# Implementation of a RAG model for PDF Analysis

### Use Case

- The following use case relates to the implementation of a RAG model with a user interface for analyzing any PDF texts.
- 
A book on the topic of market research is provided in the knowledge base as an example text (feel free to add more specific data to the knowledge base).

### Libraries

- The `os` library provides tools for interacting with the operating system, such as accessing and manipulating file systems, handling environment variables, and executing system-level commands.
- The `glob` library complements this by enabling the retrieval of file and directory paths using Unix shell-style wildcards, making it particularly useful for searching and organizing files that match specific patterns.
- The `dotenv` library, accessed through `from dotenv import load_dotenv`, facilitates secure and convenient management of environment variables by loading them from a `.env` file into the application’s environment, which is ideal for handling sensitive information like API keys or configuration settings.
- The `gradio` library allows the creation of interactive web-based user interfaces, making it simple to showcase and interact with machine learning models or other Python functions. Gradio provides a range of components like text input, sliders, and image uploaders, making it a popular choice for building intuitive and shareable application interfaces. Together, these libraries suggest the code is likely setting up a secure, user-friendly application, potentially for showcasing or deploying a machine learning model.

In [57]:
# imports
import os
import glob
from dotenv import load_dotenv
import gradio as gr

- The `langchain.document_loaders` module, which includes `DirectoryLoader` and `TextLoader`, enables efficient loading of documents from directories or text files. 
- The `CharacterTextSplitter` from `langchain.text_splitter` is designed for breaking down documents into smaller chunks for easier processing, while the `Document` schema from `langchain.schema` standardizes document representation.
- Language model interaction is facilitated by `OpenAIEmbeddings` and `ChatOpenAI` from `langchain_openai`, enabling the use of OpenAI's embeddings and conversational capabilities. To store and query vectorized document embeddings, the `Chroma` vector store from `langchain_chroma` is employed.
- The code also leverages additional libraries for specific tasks. `numpy` (imported as `np`) provides support for numerical computations, while `PyPDF2` is used for reading and processing PDF files.
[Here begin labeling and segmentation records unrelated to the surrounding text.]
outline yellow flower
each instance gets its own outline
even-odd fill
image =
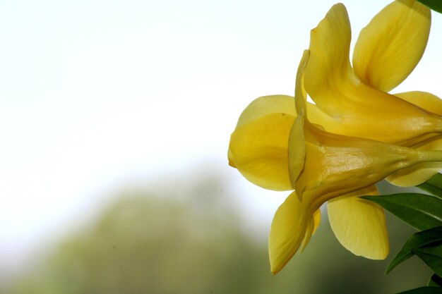
[[[412,71],[429,37],[431,11],[414,0],[387,6],[364,28],[350,62],[350,24],[336,4],[311,33],[305,87],[315,102],[312,122],[326,130],[422,150],[442,149],[442,101],[423,92],[388,94]],[[425,163],[388,180],[416,185],[437,173],[440,163]]]
[[[230,164],[248,180],[268,189],[295,190],[272,223],[273,274],[308,243],[319,223],[319,208],[327,201],[332,228],[345,247],[358,255],[385,258],[388,240],[383,211],[354,196],[376,194],[374,185],[398,169],[442,161],[442,152],[333,134],[310,123],[302,87],[308,58],[306,51],[297,75],[296,98],[255,100],[241,115],[229,144]]]

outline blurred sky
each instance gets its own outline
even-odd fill
[[[310,30],[335,3],[0,0],[0,259],[121,185],[208,164],[271,218],[283,195],[227,166],[229,136],[253,99],[292,94]],[[388,3],[344,2],[353,43]],[[442,97],[442,15],[431,30],[395,91]]]

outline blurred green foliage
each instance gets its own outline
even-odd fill
[[[390,258],[373,261],[345,250],[324,213],[304,252],[272,276],[267,241],[246,229],[250,226],[239,217],[234,194],[223,192],[226,185],[216,177],[200,180],[187,190],[172,180],[162,188],[122,192],[6,293],[380,294],[423,286],[430,276],[413,258],[384,275],[413,232],[394,216],[388,215]]]

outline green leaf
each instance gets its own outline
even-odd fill
[[[442,3],[442,1],[441,3]],[[442,174],[438,173],[426,182],[417,187],[442,199]]]
[[[398,253],[398,255],[391,261],[386,271],[386,274],[391,271],[398,264],[413,256],[412,250],[414,249],[417,249],[438,241],[442,241],[442,226],[414,233],[405,242],[404,247]]]
[[[440,287],[421,287],[398,294],[442,294],[442,288]]]
[[[419,193],[361,196],[378,204],[419,231],[442,226],[442,200]]]
[[[422,4],[429,7],[434,11],[442,13],[442,1],[441,0],[417,0]]]
[[[428,285],[430,287],[442,287],[442,278],[439,276],[434,274],[430,278],[430,281],[428,281]]]
[[[436,247],[413,249],[413,252],[438,276],[442,276],[442,244]]]

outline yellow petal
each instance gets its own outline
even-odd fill
[[[357,75],[385,92],[400,84],[424,54],[431,22],[430,9],[415,0],[387,6],[359,34],[353,54]]]
[[[333,117],[339,116],[338,95],[328,103],[324,91],[333,91],[351,72],[350,23],[345,6],[334,5],[310,33],[310,57],[304,72],[304,85],[319,107]]]
[[[297,251],[307,229],[313,212],[307,211],[304,202],[296,192],[289,195],[275,214],[268,238],[270,269],[276,274]]]
[[[304,119],[306,108],[306,94],[302,80],[304,70],[309,59],[309,50],[305,50],[297,73],[295,100],[298,116],[292,126],[289,137],[289,169],[292,186],[294,187],[298,176],[304,169],[306,157],[306,144],[304,137]]]
[[[419,150],[442,150],[442,136],[434,137],[415,146]],[[400,169],[386,178],[393,185],[401,187],[413,187],[428,180],[442,170],[441,162],[422,162]]]
[[[237,128],[230,137],[231,165],[262,188],[292,190],[287,148],[294,121],[292,116],[271,114]]]
[[[313,123],[330,133],[396,145],[442,132],[438,116],[360,82],[350,64],[350,42],[347,11],[335,5],[311,34],[304,86],[328,116],[309,113]]]
[[[239,116],[237,128],[268,114],[278,113],[296,116],[294,97],[287,95],[269,95],[256,99]]]
[[[395,94],[395,96],[434,114],[442,116],[442,99],[427,92],[412,91]]]
[[[319,226],[321,223],[321,209],[317,209],[313,215],[310,223],[309,223],[309,226],[307,231],[306,231],[306,234],[304,237],[304,240],[302,240],[302,243],[301,245],[301,252],[303,252],[306,247],[310,242],[310,239],[313,234],[316,231],[316,228]]]
[[[357,196],[378,194],[373,185],[328,201],[330,224],[335,235],[353,254],[383,259],[389,245],[382,207]]]

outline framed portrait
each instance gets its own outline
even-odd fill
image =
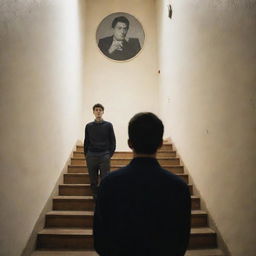
[[[96,32],[99,50],[115,61],[127,61],[143,48],[145,33],[140,22],[132,15],[116,12],[105,17]]]

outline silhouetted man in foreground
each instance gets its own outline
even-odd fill
[[[95,249],[101,256],[182,256],[190,235],[190,193],[156,160],[163,124],[152,113],[139,113],[128,130],[134,159],[102,180]]]

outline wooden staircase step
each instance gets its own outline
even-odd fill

Dimensionality reduction for visualizing high-dimensional data is achieved using the `t-SNE` algorithm from `sklearn.manifold`.
- To visualize the reduced data in an interactive manner, `plotly.graph_objects` is utilized.
- For conversational applications, `ConversationBufferMemory` from `langchain.memory` manages and retains the context of conversations, and `ConversationalRetrievalChain` from `langchain.chains` integrates conversational capabilities with document retrieval.

In [58]:
# imports for langchain
from langchain.document_loaders import DirectoryLoader, TextLoader
from langchain.text_splitter import CharacterTextSplitter
from langchain.schema import Document
from langchain_openai import OpenAIEmbeddings, ChatOpenAI
from langchain_chroma import Chroma
import numpy as np
import PyPDF2 as PyPDF2
from sklearn.manifold import TSNE
import plotly.graph_objects as go
from langchain.memory import ConversationBufferMemory
from langchain.chains import ConversationalRetrievalChain

In [59]:
# Model selection and creating a vector database
MODEL = "gpt-4o"
db_name = "vector_db"

In [60]:
# Load environment variables in a file called .env
load_dotenv()
os.environ['OPENAI_API_KEY'] = os.getenv('OPENAI_API_KEY', 'your-key-if-not-using-env')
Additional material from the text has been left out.